Lady Gaga's new single, "Stupid Love," marks a return to the dystopian dance-pop that made her a pre-streaming superstar.
(Angela Weiss / AFP / Getty Images)

Ally Maine has left the building.

Lady Gaga released a new single Thursday night, the 33-year-old pop singer’s first piece of music since her acclaimed starring role opposite Bradley Cooper in his 2018 remake of “A Star Is Born.” A knowing return to the flamboyant dance-pop sound that brought her to fame more than a decade ago, “Stupid Love” — in which she declares, “Now it’s time to free me from the chain,” over a throbbing disco groove — landed on streaming services around 9 p.m. accompanied by a colorful music video in which opposing tribes flex their best moves in a post-apocalyptic desertscape.

“Stupid Love,” which Lady Gaga created with a team headed by BloodPop and the Swedish studio wizard Max Martin, comes nearly a year and a half after she appeared in “A Star Is Born” as the latest version of the showbiz hopeful previously played by Barbra Streisand, Judy Garland and Janet Gaynor. For her performance as Ally — a gifted songwriter in a volatile relationship with Cooper’s rock star Jackson Maine — Gaga was nominated for an Academy Award for lead actress; she won an Oscar for original song for co-writing “Shallow,” her and Cooper’s rootsy power-ballad duet.


In late 2018, the singer kept up the high-toned razzle-dazzle with the premiere of a long-term show at Las Vegas’ Park MGM— two of them, in fact: “Enigma,” a high-tech pop spectacle with elaborately choreographed renditions of songs like “Poker Face” and “Bad Romance,” along with “Jazz & Piano,” in which she does standards including “Luck Be a Lady” and “Someone to Watch Over Me” while backed by a small orchestra. The residency, for which she’s reportedly being paid $100 million, is scheduled through mid-May.

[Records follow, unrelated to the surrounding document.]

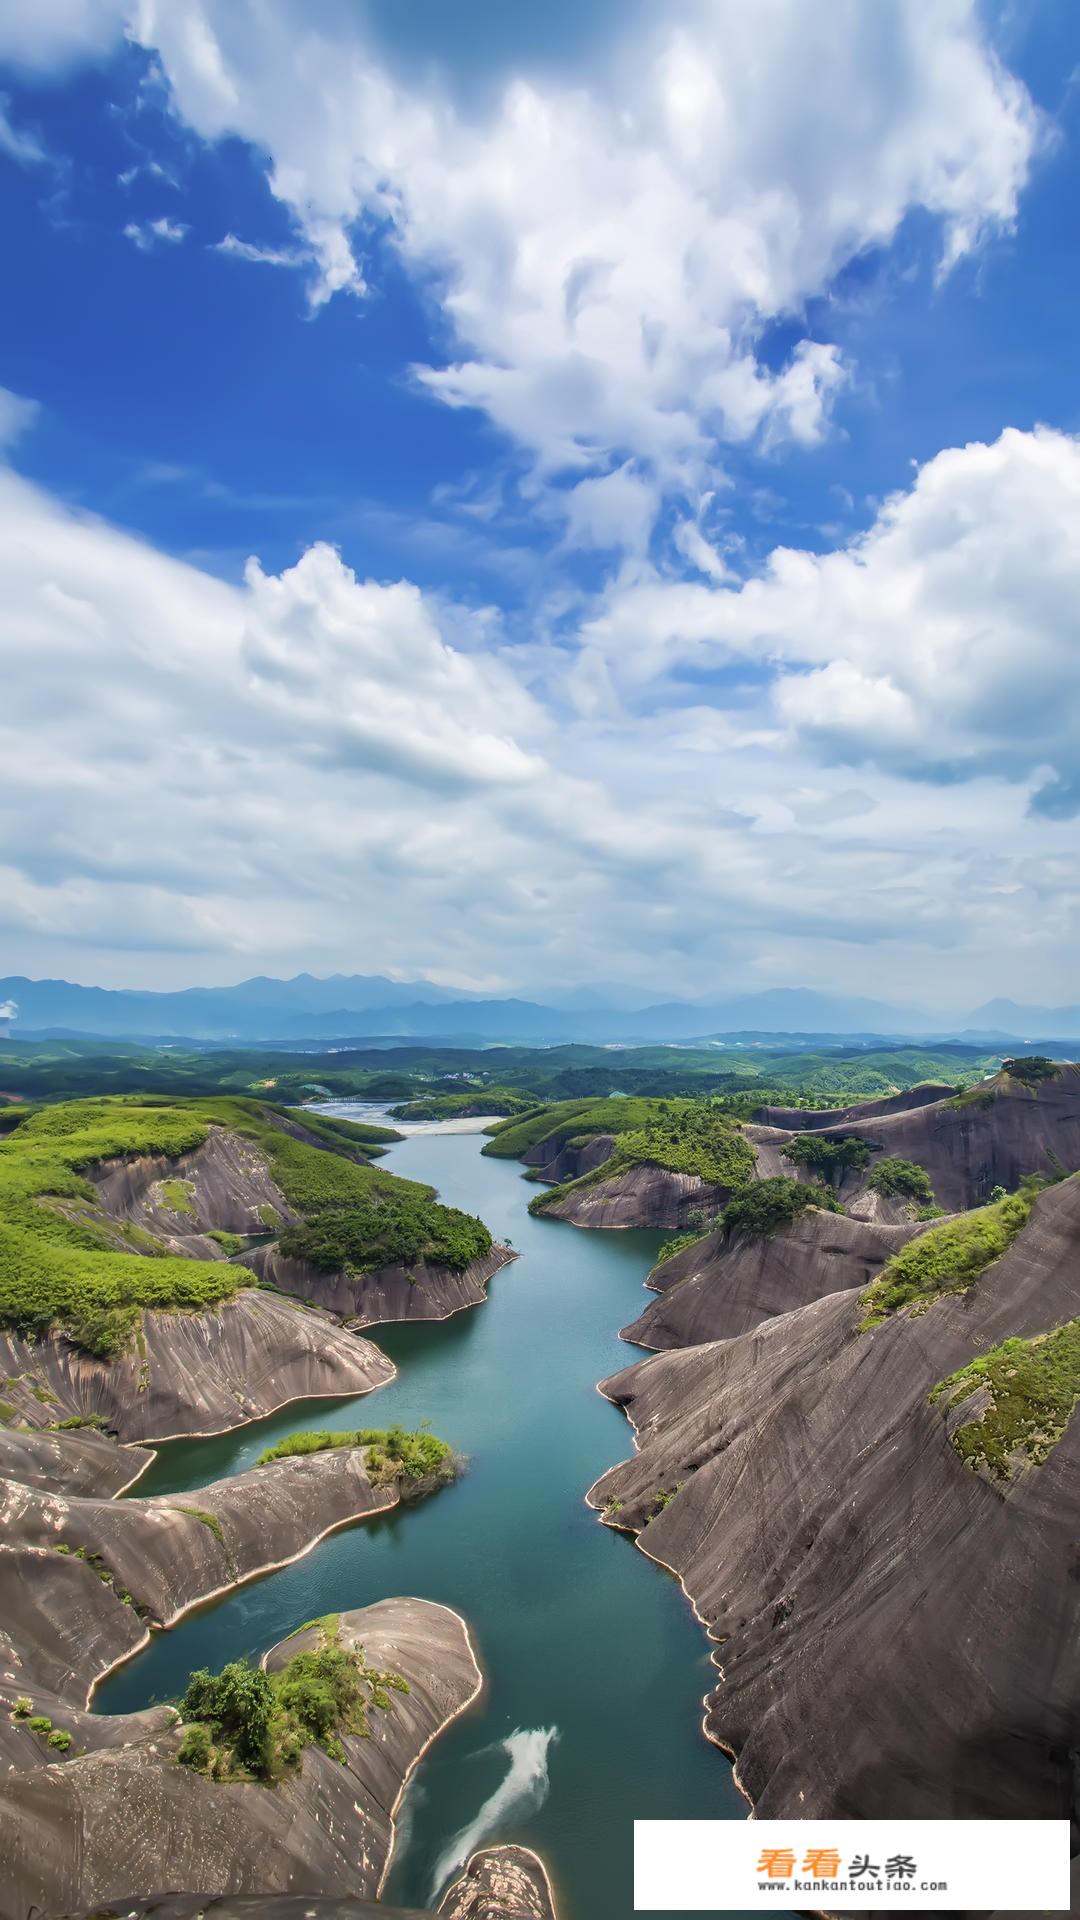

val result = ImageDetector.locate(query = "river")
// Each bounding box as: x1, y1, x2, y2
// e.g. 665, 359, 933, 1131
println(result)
97, 1118, 778, 1920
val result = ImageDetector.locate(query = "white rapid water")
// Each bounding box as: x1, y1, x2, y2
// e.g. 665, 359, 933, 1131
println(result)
428, 1727, 559, 1901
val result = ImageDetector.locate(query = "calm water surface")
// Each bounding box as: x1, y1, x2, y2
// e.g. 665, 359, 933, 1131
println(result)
98, 1122, 781, 1920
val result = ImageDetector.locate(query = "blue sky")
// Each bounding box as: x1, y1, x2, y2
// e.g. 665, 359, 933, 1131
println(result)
3, 2, 1080, 1007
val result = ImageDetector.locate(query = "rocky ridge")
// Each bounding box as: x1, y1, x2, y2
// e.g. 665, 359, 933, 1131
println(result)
590, 1176, 1080, 1832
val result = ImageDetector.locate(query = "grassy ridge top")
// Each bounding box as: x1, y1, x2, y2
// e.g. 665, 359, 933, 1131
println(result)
482, 1096, 678, 1159
523, 1100, 757, 1213
0, 1095, 491, 1357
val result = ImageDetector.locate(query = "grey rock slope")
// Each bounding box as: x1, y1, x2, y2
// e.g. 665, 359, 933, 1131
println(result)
624, 1207, 921, 1349
0, 1288, 394, 1442
534, 1162, 735, 1230
590, 1178, 1080, 1827
0, 1600, 483, 1920
90, 1123, 299, 1253
242, 1242, 516, 1328
0, 1448, 399, 1705
51, 1841, 561, 1919
0, 1423, 154, 1496
753, 1083, 956, 1131
439, 1845, 557, 1918
786, 1064, 1080, 1212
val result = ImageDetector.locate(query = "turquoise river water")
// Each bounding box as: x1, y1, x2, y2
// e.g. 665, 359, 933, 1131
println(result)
97, 1120, 784, 1920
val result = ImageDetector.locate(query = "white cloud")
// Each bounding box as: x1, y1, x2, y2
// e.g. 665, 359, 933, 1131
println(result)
0, 388, 41, 448
213, 231, 305, 270
0, 0, 128, 71
0, 94, 47, 165
10, 0, 1035, 551
2, 457, 1079, 1001
123, 214, 189, 250
579, 426, 1080, 812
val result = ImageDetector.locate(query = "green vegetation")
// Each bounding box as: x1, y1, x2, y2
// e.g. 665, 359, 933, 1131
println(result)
860, 1193, 1031, 1330
10, 1697, 31, 1718
388, 1086, 536, 1121
46, 1728, 72, 1752
930, 1316, 1080, 1478
483, 1096, 663, 1160
256, 1422, 454, 1487
176, 1632, 410, 1783
175, 1505, 225, 1545
0, 1094, 496, 1354
258, 1204, 282, 1230
780, 1134, 877, 1186
867, 1157, 936, 1204
277, 1196, 490, 1275
514, 1098, 756, 1214
654, 1229, 708, 1265
1, 1032, 1007, 1111
720, 1176, 843, 1238
160, 1179, 196, 1215
1002, 1056, 1059, 1089
27, 1715, 52, 1734
207, 1230, 244, 1254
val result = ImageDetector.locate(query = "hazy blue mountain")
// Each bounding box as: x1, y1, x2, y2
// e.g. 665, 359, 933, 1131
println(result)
1, 974, 1073, 1045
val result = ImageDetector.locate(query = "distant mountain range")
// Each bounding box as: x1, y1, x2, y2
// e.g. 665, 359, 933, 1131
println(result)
1, 974, 1079, 1046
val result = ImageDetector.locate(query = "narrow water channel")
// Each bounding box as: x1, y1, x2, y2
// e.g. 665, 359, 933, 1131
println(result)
97, 1121, 780, 1920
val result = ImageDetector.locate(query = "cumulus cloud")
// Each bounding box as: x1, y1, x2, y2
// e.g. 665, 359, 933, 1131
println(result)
580, 426, 1080, 812
2, 457, 1078, 1001
5, 0, 1039, 546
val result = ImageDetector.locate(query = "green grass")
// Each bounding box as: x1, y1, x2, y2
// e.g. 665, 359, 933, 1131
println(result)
653, 1229, 709, 1266
0, 1094, 497, 1354
720, 1176, 843, 1237
859, 1193, 1030, 1330
482, 1097, 665, 1159
256, 1422, 454, 1486
177, 1636, 411, 1782
517, 1099, 756, 1215
174, 1505, 225, 1544
931, 1317, 1080, 1477
866, 1157, 935, 1203
160, 1179, 196, 1216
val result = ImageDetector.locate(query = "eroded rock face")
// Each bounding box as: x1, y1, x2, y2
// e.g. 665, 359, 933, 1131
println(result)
439, 1845, 558, 1918
0, 1600, 483, 1920
0, 1448, 399, 1704
536, 1162, 732, 1230
624, 1208, 921, 1349
53, 1843, 563, 1920
762, 1066, 1080, 1213
753, 1085, 956, 1131
523, 1133, 615, 1184
90, 1125, 297, 1250
241, 1243, 516, 1329
0, 1424, 153, 1496
0, 1289, 394, 1442
590, 1178, 1080, 1827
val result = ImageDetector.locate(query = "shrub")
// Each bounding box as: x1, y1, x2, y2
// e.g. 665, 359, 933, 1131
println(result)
860, 1193, 1030, 1329
46, 1728, 72, 1752
721, 1177, 843, 1238
177, 1639, 410, 1783
28, 1715, 52, 1734
177, 1721, 214, 1771
11, 1697, 31, 1718
781, 1135, 877, 1185
866, 1157, 935, 1204
1002, 1056, 1059, 1088
930, 1315, 1080, 1478
256, 1423, 453, 1485
654, 1229, 708, 1266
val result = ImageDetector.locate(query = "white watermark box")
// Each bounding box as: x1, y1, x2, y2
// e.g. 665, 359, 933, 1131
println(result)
634, 1818, 1072, 1912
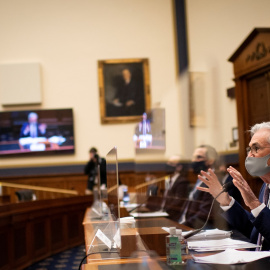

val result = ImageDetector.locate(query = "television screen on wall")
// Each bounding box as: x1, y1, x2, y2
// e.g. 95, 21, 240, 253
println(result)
0, 108, 75, 157
133, 108, 165, 152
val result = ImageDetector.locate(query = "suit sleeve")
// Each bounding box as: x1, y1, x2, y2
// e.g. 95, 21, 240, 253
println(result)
222, 183, 270, 244
222, 200, 254, 240
183, 190, 214, 228
84, 161, 95, 175
164, 179, 189, 221
253, 206, 270, 244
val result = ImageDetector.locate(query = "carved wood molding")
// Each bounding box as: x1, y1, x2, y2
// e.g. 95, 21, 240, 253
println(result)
246, 42, 270, 63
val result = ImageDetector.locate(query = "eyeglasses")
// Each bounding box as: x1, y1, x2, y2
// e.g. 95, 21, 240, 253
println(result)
246, 145, 270, 155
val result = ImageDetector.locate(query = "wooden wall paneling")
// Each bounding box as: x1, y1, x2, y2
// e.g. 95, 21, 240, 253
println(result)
12, 221, 31, 269
50, 212, 67, 254
30, 212, 51, 263
66, 176, 87, 195
1, 172, 174, 199
0, 195, 10, 204
0, 195, 92, 270
2, 186, 16, 203
0, 225, 11, 270
247, 72, 270, 123
1, 168, 235, 201
67, 208, 84, 247
1, 174, 87, 202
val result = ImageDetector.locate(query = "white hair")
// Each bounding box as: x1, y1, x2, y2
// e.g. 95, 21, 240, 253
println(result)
28, 112, 38, 120
249, 122, 270, 143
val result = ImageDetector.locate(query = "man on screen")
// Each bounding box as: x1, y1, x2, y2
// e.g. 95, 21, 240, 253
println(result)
20, 112, 47, 138
19, 112, 48, 151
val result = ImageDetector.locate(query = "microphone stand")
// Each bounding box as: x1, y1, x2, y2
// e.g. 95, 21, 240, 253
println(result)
128, 200, 148, 213
183, 181, 234, 240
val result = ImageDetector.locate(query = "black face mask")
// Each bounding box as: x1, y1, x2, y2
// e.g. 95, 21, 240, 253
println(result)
166, 164, 176, 174
191, 161, 208, 175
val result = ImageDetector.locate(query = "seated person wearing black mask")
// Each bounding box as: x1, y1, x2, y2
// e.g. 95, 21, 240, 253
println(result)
178, 145, 231, 230
146, 155, 190, 217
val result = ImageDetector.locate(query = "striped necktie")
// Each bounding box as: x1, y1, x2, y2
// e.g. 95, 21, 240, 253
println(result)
161, 177, 172, 210
256, 184, 270, 251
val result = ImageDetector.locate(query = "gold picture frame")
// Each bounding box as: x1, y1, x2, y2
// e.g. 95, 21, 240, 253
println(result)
98, 58, 151, 124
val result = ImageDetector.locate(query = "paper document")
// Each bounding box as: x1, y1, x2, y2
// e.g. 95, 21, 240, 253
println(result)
188, 238, 259, 252
120, 216, 135, 228
130, 211, 169, 218
193, 248, 270, 264
184, 229, 232, 241
162, 228, 232, 241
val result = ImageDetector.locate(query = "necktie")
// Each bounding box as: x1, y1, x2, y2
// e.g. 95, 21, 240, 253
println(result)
256, 184, 270, 251
178, 179, 202, 223
30, 123, 37, 137
161, 177, 172, 210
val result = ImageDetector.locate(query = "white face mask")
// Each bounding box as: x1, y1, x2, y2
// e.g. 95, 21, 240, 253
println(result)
245, 152, 270, 177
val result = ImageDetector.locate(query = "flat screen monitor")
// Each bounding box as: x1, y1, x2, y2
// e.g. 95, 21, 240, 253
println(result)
0, 108, 75, 157
133, 108, 165, 151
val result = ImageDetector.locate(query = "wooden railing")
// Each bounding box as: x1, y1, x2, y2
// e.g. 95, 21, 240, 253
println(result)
134, 175, 169, 191
0, 182, 78, 195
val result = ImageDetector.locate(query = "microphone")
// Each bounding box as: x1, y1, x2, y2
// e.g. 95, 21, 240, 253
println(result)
128, 185, 159, 213
183, 181, 234, 240
128, 199, 149, 213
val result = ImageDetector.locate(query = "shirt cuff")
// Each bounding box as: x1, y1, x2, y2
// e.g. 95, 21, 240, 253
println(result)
220, 196, 235, 211
251, 203, 266, 218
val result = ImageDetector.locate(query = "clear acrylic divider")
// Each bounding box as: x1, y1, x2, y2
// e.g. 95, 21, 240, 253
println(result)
87, 214, 121, 256
86, 146, 123, 261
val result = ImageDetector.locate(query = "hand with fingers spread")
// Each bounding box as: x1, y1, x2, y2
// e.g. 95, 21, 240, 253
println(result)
192, 122, 270, 251
227, 166, 261, 210
196, 168, 232, 206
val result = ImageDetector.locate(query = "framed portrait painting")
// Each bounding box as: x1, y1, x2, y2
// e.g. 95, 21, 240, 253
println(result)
98, 58, 151, 124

Lady Gaga’s last album (not counting the soundtrack from “A Star Is Born”) was 2016’s classic-rock-inspired “Joanne.” Before that, though, the New York-born Stefani Germanotta scored some of the biggest hits of the pre-streaming era with the self-explanatory “Just Dance” and “Born This Way,” a thumping stadium-rave jam about LGBTQ pride. The challenge before her now — at a moment when former peers like Katy Perry and Miley Cyrus are struggling for visibility — is to attract young fans with a song that sounds like anything other than hip-hop.

“I want people to dance and feel happy,” Gaga said of her new music in a recent interview with Zane Lowe of Apple’s Beats 1. “I put all my heart, all my pain, all my messages from the other realm that I hear... into music that I believe to be so fun and energetically really pure.”